As in most Moorish palaces, the baths on one side of this court were the most elegant and elaborately decorated apartments in the palace. The baths have been destroyed, but the walls and roofs still show the elegance with which they were adorned.[553]

Behind this, in the centre of the palace, is a great court, 500 ft. by 370 ft. surrounded by arcades, and approached at the opposite ends through a succession of beautiful courts opening into one another by gateways of great magnificence. One one side of this court is the great hall of the palace—the Dewanni Aum—208 ft. by 76 ft., supported by three ranges of arcades of exquisite beauty. It is open on three sides, and with a niche for the throne at the back. This, like the hall at Allahabad, is now an arsenal, and reduced to as near a similarity as possible to those in our dockyards.[554] Behind it are two smaller courts, the one containing the Dewanni Khas, or private hall of audience, the other the hareem. The hall in the former is one of the most elegant of Shah Jehan’s buildings, being wholly of white marble inlaid with precious stones, and the design of the whole being in the best style of his reign.

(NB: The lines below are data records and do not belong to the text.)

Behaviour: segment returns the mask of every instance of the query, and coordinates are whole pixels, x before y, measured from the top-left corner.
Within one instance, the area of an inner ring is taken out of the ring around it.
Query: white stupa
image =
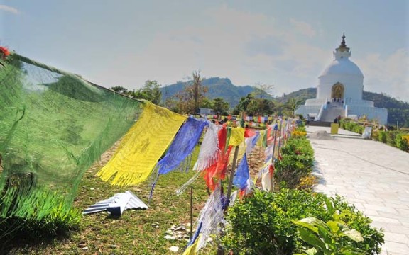
[[[332,122],[338,116],[357,118],[366,116],[380,124],[386,124],[388,110],[373,106],[373,102],[362,100],[364,74],[349,60],[351,51],[345,44],[345,35],[335,50],[334,60],[318,76],[317,98],[307,99],[296,114],[307,115],[315,120]]]

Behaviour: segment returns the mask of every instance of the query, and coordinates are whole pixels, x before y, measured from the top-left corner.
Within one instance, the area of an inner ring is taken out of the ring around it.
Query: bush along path
[[[224,254],[376,254],[383,242],[383,234],[370,227],[370,220],[348,205],[344,198],[328,198],[311,191],[315,178],[311,175],[313,151],[299,128],[276,151],[274,192],[254,188],[252,193],[236,200],[225,213],[224,233],[212,236],[208,245],[197,254],[214,254],[219,246]],[[192,161],[197,158],[197,147]],[[249,159],[253,178],[264,159],[263,150],[256,148]],[[95,177],[95,173],[109,160],[109,153],[85,174],[75,201],[75,208],[85,208],[96,201],[124,192]],[[27,239],[9,244],[7,252],[21,254],[182,254],[190,236],[190,194],[174,193],[195,174],[175,171],[160,178],[155,196],[147,210],[126,211],[120,218],[107,212],[83,216],[78,230],[63,239],[37,242]],[[151,181],[130,188],[147,201]],[[258,186],[256,183],[256,186]],[[226,184],[226,183],[224,183]],[[198,178],[193,187],[193,219],[209,198],[206,185]],[[313,219],[313,220],[312,220]],[[198,226],[194,222],[194,228]],[[184,228],[181,238],[170,238],[176,229]],[[361,237],[361,238],[360,238]],[[220,250],[220,249],[219,249]],[[171,250],[177,251],[171,251]],[[349,252],[350,253],[347,253]],[[354,252],[354,253],[352,253]]]
[[[275,192],[255,190],[226,216],[234,254],[376,254],[383,234],[340,196],[311,191],[313,151],[299,128],[276,162]]]
[[[353,121],[349,119],[343,119],[340,122],[340,128],[348,131],[362,134],[365,129],[364,124]],[[404,152],[409,152],[409,130],[401,129],[398,130],[388,130],[384,128],[373,126],[371,138],[388,145],[395,147]]]

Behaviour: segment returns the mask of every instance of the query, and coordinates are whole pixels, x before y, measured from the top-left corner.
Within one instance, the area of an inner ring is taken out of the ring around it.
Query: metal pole
[[[190,240],[193,232],[193,187],[190,186]]]
[[[277,123],[276,123],[277,124]],[[276,151],[276,141],[277,140],[277,130],[274,129],[274,142],[273,142],[273,155],[271,157],[271,164],[274,167],[274,152]],[[271,189],[274,192],[274,174],[271,174]]]

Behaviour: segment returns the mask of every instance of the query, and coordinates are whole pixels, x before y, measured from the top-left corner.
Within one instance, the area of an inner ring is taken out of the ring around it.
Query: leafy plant
[[[311,249],[304,249],[304,254],[364,254],[364,251],[354,245],[356,242],[364,241],[361,233],[356,230],[351,230],[341,220],[343,216],[334,210],[334,204],[328,198],[325,200],[328,212],[332,214],[331,220],[325,223],[315,217],[307,217],[293,221],[298,227],[300,237],[312,246]]]
[[[364,238],[358,231],[351,230],[341,220],[329,220],[327,223],[315,217],[295,221],[298,226],[301,239],[313,248],[304,251],[304,254],[364,254],[351,245],[343,244],[339,240],[347,237],[353,242],[362,242]]]
[[[227,215],[229,222],[222,243],[234,254],[293,254],[307,245],[293,222],[306,217],[323,222],[342,221],[363,237],[360,242],[342,237],[339,245],[369,254],[379,253],[381,232],[370,226],[371,220],[354,210],[339,196],[329,198],[322,193],[283,189],[276,193],[256,191],[253,196],[236,202]],[[334,212],[337,218],[334,220]]]
[[[294,188],[301,178],[312,171],[314,151],[305,137],[293,137],[281,149],[281,159],[276,164],[274,176],[278,183]]]

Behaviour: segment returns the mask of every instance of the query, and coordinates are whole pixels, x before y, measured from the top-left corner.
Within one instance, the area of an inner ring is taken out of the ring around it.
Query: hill
[[[316,88],[308,88],[300,89],[297,91],[291,92],[281,97],[275,98],[274,100],[285,103],[291,98],[299,98],[302,101],[302,104],[305,103],[306,99],[315,98],[317,95]],[[385,94],[379,94],[364,91],[362,99],[369,100],[374,103],[375,107],[384,108],[388,109],[388,123],[390,125],[398,125],[409,126],[409,103]]]
[[[175,96],[183,90],[191,81],[179,81],[160,89],[164,101]],[[202,85],[208,89],[206,96],[210,99],[222,98],[229,102],[230,108],[234,108],[240,101],[240,98],[253,92],[254,89],[251,86],[236,86],[229,78],[211,77],[204,79]]]

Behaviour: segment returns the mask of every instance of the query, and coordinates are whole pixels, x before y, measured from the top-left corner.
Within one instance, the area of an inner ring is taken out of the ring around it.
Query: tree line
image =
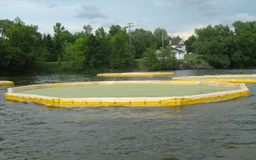
[[[218,69],[256,66],[256,21],[236,21],[234,31],[222,24],[195,29],[185,43],[192,52]]]
[[[136,59],[142,59],[148,49],[159,49],[162,36],[165,46],[171,39],[165,29],[158,28],[152,33],[136,28],[131,33],[130,44],[127,27],[118,25],[112,25],[108,33],[103,27],[93,33],[90,25],[84,25],[83,31],[71,34],[60,23],[53,26],[53,35],[37,29],[37,26],[26,25],[19,18],[0,20],[1,72],[40,72],[42,66],[56,67],[58,72],[136,69],[140,61]],[[51,66],[53,63],[56,65]]]
[[[216,68],[254,67],[255,21],[237,21],[233,26],[235,31],[222,25],[195,29],[196,36],[185,43]],[[165,28],[153,33],[135,28],[129,34],[127,27],[112,25],[108,33],[103,27],[93,33],[90,25],[84,25],[81,31],[72,34],[56,23],[53,35],[37,30],[37,26],[26,25],[19,18],[0,20],[1,73],[39,72],[44,67],[86,72],[136,70],[139,66],[176,69],[180,63],[170,46],[170,39],[179,37],[170,37]]]

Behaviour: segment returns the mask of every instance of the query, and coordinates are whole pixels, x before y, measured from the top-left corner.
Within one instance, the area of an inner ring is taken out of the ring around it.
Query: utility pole
[[[132,56],[132,36],[131,36],[131,27],[134,26],[132,26],[132,24],[133,24],[133,23],[128,23],[127,25],[129,27],[129,50],[130,50],[130,56]]]
[[[164,31],[162,30],[162,49],[164,49]]]

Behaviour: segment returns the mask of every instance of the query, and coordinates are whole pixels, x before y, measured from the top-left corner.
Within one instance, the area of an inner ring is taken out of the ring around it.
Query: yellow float
[[[174,75],[173,72],[126,72],[126,73],[104,73],[97,74],[98,77],[150,77]]]
[[[166,107],[223,101],[249,94],[246,85],[240,83],[142,80],[34,85],[7,88],[5,97],[59,107]]]
[[[211,81],[233,83],[256,84],[256,75],[203,75],[173,77],[172,80]]]
[[[14,83],[12,81],[0,81],[0,87],[12,85],[14,85]]]

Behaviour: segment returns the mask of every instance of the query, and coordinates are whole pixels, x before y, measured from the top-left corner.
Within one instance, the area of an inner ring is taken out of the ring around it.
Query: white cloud
[[[77,9],[77,14],[75,18],[80,18],[82,19],[94,19],[97,18],[108,18],[107,15],[103,14],[96,6],[83,4],[80,4]]]
[[[256,20],[256,16],[249,15],[248,13],[237,13],[233,16],[224,17],[221,23],[231,26],[236,21],[241,20],[243,22]]]

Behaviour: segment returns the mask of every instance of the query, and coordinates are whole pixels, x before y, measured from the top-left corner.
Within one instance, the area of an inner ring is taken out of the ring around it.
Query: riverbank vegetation
[[[188,61],[215,68],[255,67],[256,22],[237,21],[233,26],[235,31],[222,25],[195,29],[196,36],[185,43],[200,58]],[[93,33],[92,27],[85,25],[72,34],[56,23],[53,35],[37,30],[37,26],[26,25],[19,18],[0,20],[0,75],[170,70],[183,63],[170,46],[176,37],[165,28],[154,32],[135,28],[129,34],[127,27],[112,25],[108,33],[103,27]]]

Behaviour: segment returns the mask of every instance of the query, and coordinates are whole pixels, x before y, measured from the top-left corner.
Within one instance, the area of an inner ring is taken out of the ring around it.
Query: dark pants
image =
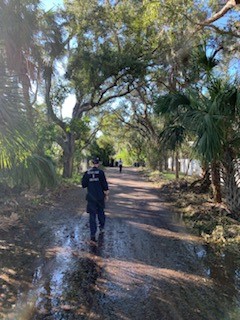
[[[89,213],[91,236],[95,236],[97,232],[96,216],[98,216],[99,227],[104,228],[105,225],[104,200],[88,201],[87,212]]]

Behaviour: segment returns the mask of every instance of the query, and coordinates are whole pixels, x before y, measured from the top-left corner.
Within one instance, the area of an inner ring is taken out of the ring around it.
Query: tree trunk
[[[220,164],[218,161],[212,161],[211,163],[211,176],[212,176],[214,202],[221,203],[222,202],[221,176],[220,176]]]
[[[176,150],[175,154],[175,172],[176,172],[176,180],[179,179],[179,152]]]
[[[67,133],[67,139],[63,148],[63,178],[72,178],[73,174],[73,159],[74,159],[74,135]]]
[[[227,150],[223,162],[223,180],[226,204],[234,218],[239,218],[240,214],[240,188],[236,181],[238,163],[234,160],[231,150]],[[238,173],[239,176],[239,173]]]

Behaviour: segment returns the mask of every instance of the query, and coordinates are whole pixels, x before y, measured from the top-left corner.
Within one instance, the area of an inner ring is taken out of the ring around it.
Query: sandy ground
[[[85,190],[22,208],[1,231],[0,319],[235,320],[201,240],[133,168],[109,168],[106,230],[89,241]],[[173,205],[173,204],[172,204]]]

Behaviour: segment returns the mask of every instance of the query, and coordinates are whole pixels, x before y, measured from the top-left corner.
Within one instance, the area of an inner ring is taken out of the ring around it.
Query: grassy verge
[[[231,217],[224,205],[217,205],[210,193],[199,193],[191,188],[193,177],[181,177],[178,181],[172,173],[143,172],[159,187],[173,210],[181,215],[186,226],[209,244],[216,253],[230,251],[240,257],[240,221]]]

One of the most picturesque features about this palace is a marble pavilion, in two storeys, that surmounts one of the circular bastions on the river face, between the hareem and the Dewanni Khas. It looks of an earlier style than that of Shah Jehan, and if Jehangir built anything here it is this. On a smaller scale, it occupies the same place here that the Chalîs Sitûn did in the palace at Allahabad; and exemplifies, even more than in their larger buildings, the extreme elegance and refinement of those who designed these palaces.[555]

Palace at Delhi.

Though the palace at Agra is perhaps more picturesque, and historically certainly more interesting, than that of Delhi, the latter had the immense advantage of being built at once, on one uniform plan, and by the most magnificent, as a builder, of all the sovereigns of India. It had, however, one little disadvantage, in being somewhat later than Agra. All Shah Jehan’s buildings there, seem to have been finished before he commenced the erection of the new city of Shah Jehanabad with its palace, and what he built at Agra is soberer, and in somewhat better taste than at Delhi. Notwithstanding these defects, the palace at Delhi is, or rather was, the most magnificent palace in the East—perhaps in the world—and the only one, at least in India, which enables us to understand what the arrangements of a complete palace were when deliberately undertaken and carried out on one uniform plan ([Woodcut No. 336]).

The palace at Delhi, which is situated like that at Agra close to the edge of the Jumna, is a nearly regular parallelogram, with the angles slightly canted off, and measures 1600 ft. east and west, by 3200 ft. north and south, exclusive of the gateways. It is surrounded on all sides by a very noble wall of red sandstone, relieved at intervals by towers surmounted by kiosks. The principal entrance faces the Chandni Chowk, a noble wide street, nearly a mile long, planted with two rows of trees, and with a stream of water running down its centre. Entering within its deeply-recessed portal, you find yourself

336. Palace at Delhi. (From a native Plan in the possession of the Author.)

beneath the vaulted hall, the sides of which are in two storeys, and with an octagonal break in the centre. This hall, which is 375 ft. in length over all, has very much the effect of the nave of a gigantic Gothic cathedral, and forms the noblest entrance known to belong to any existing palace. At its inner end this hall opened into a courtyard, 350 ft. square, from the centre of which a noble bazaar extended right and left, like the hall, two storeys in height, but not vaulted. One of these led to the Delhi gate, the other, which I believe was never quite finished, to the garden. In front, at the entrance, was the Nobut Khana (A), or music hall, beneath which the visitor entered the second or great court of the palace, measuring 550 ft. north and south, by 385 ft. east and west. In the centre of this stood the Dewanni Aum (B), or great audience hall of the palace, very similar in design to that at Agra, but more magnificent. Its dimensions are, as nearly as I can ascertain, 200 ft. by 100 ft. over all. In its centre is a highly ornamental niche, in which, on a platform of marble richly inlaid with precious stones,[556] and directly facing the entrance, once stood the celebrated peacock throne, the most gorgeous example of its class that perhaps even the East could ever boast of. Behind this again was a garden-court; on its eastern side was the Rung Mehal (C), or painted hall, containing a bath and other apartments.